I had surgery yesterday
At 2.30 Nick and I arrived at the Harley Street Clinic. It is actually a whole bunch of Georgian Houses in Harley Street with the main hospital in Weymouth Street. A lot of the Georgian Houses seem to be connected by underground tunnels.
First, we went to see Mr Hadjiminas. Mr H injected me with some kind of tracer that will show him the way to the sentinel lymph node. I am learning lots of things in a very short time... We all have a series of lymph nodes under our arms. One of their jobs is to catch and filter out nasties from the lymph. The very first one that drains from one’s breast is called the sentinel node.
The latest fashion amongst breast surgeons is to remove the sentinel node and examine it to see if it contains any cancer cells. If the sentinel node is clear, then the cancer is unlikely to have spread any further. Hence it will not be necessary to remove all the other lymph nodes. And if the cancer has not spread, there is no need for chemotherapy.
Next, we went down into the labyrinthine basement for an ultrasound scan. I changed into the standard issue blue patterned back fastening robe and gown monogrammed with HSC. Fabulous with a pair of Marc Jacobs pumps. I guess they monogram the gowns so that, if one absent-mindedly wanders off into the West End, the staff at Selfridges will know where to return one to.

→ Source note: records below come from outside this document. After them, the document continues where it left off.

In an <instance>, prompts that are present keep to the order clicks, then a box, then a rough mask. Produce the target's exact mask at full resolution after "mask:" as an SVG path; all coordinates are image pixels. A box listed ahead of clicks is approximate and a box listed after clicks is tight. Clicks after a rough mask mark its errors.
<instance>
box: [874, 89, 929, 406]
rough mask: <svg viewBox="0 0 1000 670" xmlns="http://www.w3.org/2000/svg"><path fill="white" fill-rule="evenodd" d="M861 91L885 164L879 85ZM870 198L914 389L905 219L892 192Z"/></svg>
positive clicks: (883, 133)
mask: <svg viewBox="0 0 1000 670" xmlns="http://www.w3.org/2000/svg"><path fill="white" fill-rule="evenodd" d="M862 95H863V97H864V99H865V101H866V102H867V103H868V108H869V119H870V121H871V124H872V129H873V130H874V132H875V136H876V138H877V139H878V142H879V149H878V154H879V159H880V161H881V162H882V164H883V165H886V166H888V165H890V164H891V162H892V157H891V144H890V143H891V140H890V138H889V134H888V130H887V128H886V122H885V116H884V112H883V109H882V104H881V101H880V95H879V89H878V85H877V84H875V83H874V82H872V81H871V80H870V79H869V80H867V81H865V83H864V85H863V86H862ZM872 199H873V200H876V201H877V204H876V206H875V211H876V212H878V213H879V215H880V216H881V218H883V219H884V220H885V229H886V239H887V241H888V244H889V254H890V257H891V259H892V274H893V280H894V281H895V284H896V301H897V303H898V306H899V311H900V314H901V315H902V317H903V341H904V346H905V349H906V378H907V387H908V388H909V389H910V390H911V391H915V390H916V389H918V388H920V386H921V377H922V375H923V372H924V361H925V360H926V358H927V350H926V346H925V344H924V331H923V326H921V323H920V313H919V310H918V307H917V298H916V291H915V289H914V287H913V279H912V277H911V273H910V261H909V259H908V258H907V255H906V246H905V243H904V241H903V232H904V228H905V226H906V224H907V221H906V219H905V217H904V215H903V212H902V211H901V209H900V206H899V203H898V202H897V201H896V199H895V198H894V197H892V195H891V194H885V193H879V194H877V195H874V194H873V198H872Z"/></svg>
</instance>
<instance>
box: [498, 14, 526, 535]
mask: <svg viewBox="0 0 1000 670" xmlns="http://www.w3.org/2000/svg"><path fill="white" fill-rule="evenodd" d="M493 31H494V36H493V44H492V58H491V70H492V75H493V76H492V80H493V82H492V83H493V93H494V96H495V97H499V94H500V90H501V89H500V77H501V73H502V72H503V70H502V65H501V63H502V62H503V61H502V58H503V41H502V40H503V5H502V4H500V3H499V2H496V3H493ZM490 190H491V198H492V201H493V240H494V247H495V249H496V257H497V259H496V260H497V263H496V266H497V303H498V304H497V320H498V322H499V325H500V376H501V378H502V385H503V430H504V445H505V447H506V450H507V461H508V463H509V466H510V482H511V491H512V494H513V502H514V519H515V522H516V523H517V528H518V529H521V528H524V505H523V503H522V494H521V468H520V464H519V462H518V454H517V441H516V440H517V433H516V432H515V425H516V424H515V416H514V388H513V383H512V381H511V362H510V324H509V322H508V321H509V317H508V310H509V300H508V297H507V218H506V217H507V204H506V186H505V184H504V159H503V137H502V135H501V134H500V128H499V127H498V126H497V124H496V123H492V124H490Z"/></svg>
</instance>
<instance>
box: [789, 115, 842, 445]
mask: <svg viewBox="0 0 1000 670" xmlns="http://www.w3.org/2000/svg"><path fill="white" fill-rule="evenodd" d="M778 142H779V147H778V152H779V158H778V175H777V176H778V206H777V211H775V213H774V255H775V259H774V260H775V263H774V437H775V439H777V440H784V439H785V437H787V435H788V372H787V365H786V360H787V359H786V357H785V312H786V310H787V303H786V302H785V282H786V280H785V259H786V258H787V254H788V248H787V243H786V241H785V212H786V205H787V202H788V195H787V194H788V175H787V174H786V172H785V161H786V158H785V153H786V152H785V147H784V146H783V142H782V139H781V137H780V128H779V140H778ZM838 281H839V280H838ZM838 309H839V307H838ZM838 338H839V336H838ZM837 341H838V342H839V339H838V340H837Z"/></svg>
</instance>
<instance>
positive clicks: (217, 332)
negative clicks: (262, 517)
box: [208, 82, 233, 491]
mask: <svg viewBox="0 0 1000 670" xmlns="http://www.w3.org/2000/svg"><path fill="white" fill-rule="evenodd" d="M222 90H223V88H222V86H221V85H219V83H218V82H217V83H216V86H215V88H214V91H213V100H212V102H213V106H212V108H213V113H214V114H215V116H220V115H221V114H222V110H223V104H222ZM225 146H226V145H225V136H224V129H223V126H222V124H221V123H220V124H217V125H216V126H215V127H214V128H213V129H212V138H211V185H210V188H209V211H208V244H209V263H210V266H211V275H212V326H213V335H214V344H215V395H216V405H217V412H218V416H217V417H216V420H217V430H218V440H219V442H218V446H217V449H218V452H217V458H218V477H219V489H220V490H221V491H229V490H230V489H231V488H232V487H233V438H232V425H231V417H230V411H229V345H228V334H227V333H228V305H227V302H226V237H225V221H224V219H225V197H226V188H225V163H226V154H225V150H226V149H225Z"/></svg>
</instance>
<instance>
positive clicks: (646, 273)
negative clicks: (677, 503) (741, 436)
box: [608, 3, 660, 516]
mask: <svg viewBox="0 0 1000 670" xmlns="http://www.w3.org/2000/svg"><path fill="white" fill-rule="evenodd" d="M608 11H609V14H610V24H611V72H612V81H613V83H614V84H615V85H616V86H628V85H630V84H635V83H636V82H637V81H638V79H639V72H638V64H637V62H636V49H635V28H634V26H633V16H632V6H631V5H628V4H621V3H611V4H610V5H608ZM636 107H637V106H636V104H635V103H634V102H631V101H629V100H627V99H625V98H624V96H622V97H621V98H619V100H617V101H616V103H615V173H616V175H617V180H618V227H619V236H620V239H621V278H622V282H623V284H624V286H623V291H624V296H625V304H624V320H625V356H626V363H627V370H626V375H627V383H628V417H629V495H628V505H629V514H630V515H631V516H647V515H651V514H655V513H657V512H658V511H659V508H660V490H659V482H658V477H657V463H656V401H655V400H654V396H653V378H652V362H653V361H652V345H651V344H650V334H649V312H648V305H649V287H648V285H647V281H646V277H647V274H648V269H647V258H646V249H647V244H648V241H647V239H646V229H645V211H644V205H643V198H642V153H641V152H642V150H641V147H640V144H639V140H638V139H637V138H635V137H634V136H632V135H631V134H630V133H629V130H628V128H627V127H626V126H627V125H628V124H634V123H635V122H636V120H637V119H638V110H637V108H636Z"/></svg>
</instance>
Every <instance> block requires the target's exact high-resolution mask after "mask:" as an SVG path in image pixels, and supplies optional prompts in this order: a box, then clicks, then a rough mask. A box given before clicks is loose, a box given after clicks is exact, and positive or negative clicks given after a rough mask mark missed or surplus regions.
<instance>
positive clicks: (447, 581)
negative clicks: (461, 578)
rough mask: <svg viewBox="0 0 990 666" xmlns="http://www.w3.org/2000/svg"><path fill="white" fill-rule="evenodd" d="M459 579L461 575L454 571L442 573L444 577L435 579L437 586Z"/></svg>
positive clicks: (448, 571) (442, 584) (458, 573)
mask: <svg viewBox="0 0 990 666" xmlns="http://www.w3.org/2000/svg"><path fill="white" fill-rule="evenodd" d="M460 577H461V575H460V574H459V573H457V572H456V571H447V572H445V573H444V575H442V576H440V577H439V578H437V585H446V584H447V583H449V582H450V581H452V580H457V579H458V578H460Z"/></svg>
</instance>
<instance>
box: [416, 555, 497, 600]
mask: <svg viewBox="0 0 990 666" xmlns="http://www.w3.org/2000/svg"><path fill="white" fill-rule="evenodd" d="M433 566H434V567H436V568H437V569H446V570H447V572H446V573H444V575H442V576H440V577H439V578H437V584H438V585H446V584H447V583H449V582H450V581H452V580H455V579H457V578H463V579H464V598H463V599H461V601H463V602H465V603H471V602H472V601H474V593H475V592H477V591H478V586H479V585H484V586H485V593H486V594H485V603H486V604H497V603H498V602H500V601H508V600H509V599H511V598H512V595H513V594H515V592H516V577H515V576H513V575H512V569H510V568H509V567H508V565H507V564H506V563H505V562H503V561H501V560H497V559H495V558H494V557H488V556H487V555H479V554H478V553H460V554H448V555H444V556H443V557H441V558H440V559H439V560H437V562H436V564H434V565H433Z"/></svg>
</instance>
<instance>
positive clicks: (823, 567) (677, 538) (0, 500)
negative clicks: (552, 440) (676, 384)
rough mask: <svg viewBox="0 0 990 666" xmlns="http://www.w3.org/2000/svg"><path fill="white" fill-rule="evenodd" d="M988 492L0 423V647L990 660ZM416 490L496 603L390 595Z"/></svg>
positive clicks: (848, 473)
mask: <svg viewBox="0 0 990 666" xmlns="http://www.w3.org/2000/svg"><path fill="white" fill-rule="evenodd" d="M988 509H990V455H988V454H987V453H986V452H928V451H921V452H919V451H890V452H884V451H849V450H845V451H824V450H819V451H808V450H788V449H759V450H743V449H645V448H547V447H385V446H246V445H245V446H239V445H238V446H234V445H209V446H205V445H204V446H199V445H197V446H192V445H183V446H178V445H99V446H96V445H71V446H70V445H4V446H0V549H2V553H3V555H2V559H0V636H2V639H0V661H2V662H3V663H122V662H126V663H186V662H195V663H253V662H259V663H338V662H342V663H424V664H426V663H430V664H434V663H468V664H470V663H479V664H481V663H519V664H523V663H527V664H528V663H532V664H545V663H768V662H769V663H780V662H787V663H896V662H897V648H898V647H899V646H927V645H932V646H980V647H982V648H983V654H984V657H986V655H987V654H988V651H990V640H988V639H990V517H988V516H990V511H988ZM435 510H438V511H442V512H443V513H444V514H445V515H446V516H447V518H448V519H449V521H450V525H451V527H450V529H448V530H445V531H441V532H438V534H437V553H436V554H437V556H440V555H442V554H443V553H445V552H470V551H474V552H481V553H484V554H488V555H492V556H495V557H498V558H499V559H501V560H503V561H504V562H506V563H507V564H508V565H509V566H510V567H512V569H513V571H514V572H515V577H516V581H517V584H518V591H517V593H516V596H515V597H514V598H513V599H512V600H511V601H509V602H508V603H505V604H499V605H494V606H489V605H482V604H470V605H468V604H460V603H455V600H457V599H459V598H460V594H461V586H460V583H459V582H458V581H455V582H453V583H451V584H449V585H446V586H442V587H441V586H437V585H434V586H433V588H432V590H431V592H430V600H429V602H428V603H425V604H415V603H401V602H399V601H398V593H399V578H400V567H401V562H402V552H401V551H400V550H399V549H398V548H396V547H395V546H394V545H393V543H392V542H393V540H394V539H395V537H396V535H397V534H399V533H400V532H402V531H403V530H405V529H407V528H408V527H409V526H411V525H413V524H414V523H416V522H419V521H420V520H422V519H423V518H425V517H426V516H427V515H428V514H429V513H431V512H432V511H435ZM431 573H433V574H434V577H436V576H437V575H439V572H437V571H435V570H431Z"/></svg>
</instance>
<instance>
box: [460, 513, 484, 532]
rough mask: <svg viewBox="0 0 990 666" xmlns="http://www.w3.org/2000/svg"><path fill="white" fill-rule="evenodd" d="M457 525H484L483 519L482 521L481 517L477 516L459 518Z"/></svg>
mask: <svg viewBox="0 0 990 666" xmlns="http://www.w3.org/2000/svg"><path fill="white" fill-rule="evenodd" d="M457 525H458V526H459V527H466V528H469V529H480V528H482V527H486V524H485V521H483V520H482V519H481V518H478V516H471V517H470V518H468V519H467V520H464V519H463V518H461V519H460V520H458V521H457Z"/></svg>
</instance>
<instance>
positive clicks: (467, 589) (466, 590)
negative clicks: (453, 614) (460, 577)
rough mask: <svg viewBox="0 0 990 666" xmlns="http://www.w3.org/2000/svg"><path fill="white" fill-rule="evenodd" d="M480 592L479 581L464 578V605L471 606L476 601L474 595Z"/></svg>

As we sat in the tiny waiting area we heard a most distressing wailing and crying coming from the ultrasound room. Nick and I looked at each other in alarm. Then a young woman and her husband appeared. She was clearly about eight months pregnant and her eyes were wet with tears. She sat down and stared at the floor whilst her husband held her hand. I was horrified to even imagine what terrible news they had just received. I wanted to say something or to give her a hug but it felt too intrusive. I tried some empathetic glances but could not catch her eye. We all sat silently in the tiny waiting area together, then my name was called.
Another jolly female doctor applied the goo and then the scanner head, searching for my sentinel node. We pointedly avoided mentioning the previous occupant of the couch. By way of making conversation the doctor asked me who my surgeon is, although the answer was right there in my notes. “Mr Hadjiminas” I replied. “You’re lucky” she said. “If I had to have breast surgery I would definitely want him to do it.” I can’t tell you how comforted I was by that remark.
Scan done, I dressed and we were shown through the subterranean corridors to a lift. It brought us out into the main hospital reception area. I booked in and we sat down to await a porter. My mind returned to the pregnant lady. No matter what one is facing, there is always somebody worse off. “Did you happen to find out what was the matter with that poor lady?” I asked Nick. “Oh yes,” he replied in a cheerful tone, “she just found out she is having a baby. She had thought that she had a growth in her stomach. She was crying and wailing with joy.”
The porter escorted us upstairs to a room. This was unlike any hospital room I had ever previously experienced. It was sunny and light with big windows. On the bed were slippers, a pair of paper knickers, a robe and a pair of pressure stockings. There were menu cards to be filled in. The bathroom was stocked with white towels and mini toiletries. It was like a very clean hotel room. And there was only one occupant – me!
Exploring the room and changing into the kit helped to keep my mind occupied. We ordered tea for Nick and switched the telly on. A nurse came in to do my observations. She swabbed my nostrils to test for MRSA. It is the policy of this hospital to test everyone on admission. If they find the super-bug up one’s nose they will either defer one’s admission or, if that is not possible, treat one in an isolation unit. Why don’t all hospitals do this?
Before we knew it, Mr Hadjiminas had arrived. One thing I’ve noticed about Mr H is that he loves getting me to take my top off. I stripped to the waist. Mr H produced a big black felt-tip pen and marked a circle on my left breast around the area where the MRI scan had shown the tumours to be. Then he drew a huge black arrow from my shoulder pointing to my breast. I looked at him quizzically. “They won’t let you into theatre without that” he said. It may have looked comical but I was greatly reassured by the thoroughness of the procedures here.
Soon, a very professional theatre nurse came to take me ‘downstairs.’ We waved goodbye to Nick as the lift doors close. I was trying to be all light hearted and cheerful but I felt sick. Then we were back in the underground corridors. As I walked with the nurse in my gown and slippers scenes of final walks in those death row movies came to mind. The Green Mile for example. Except, I reminded myself, this was a walk to save my life.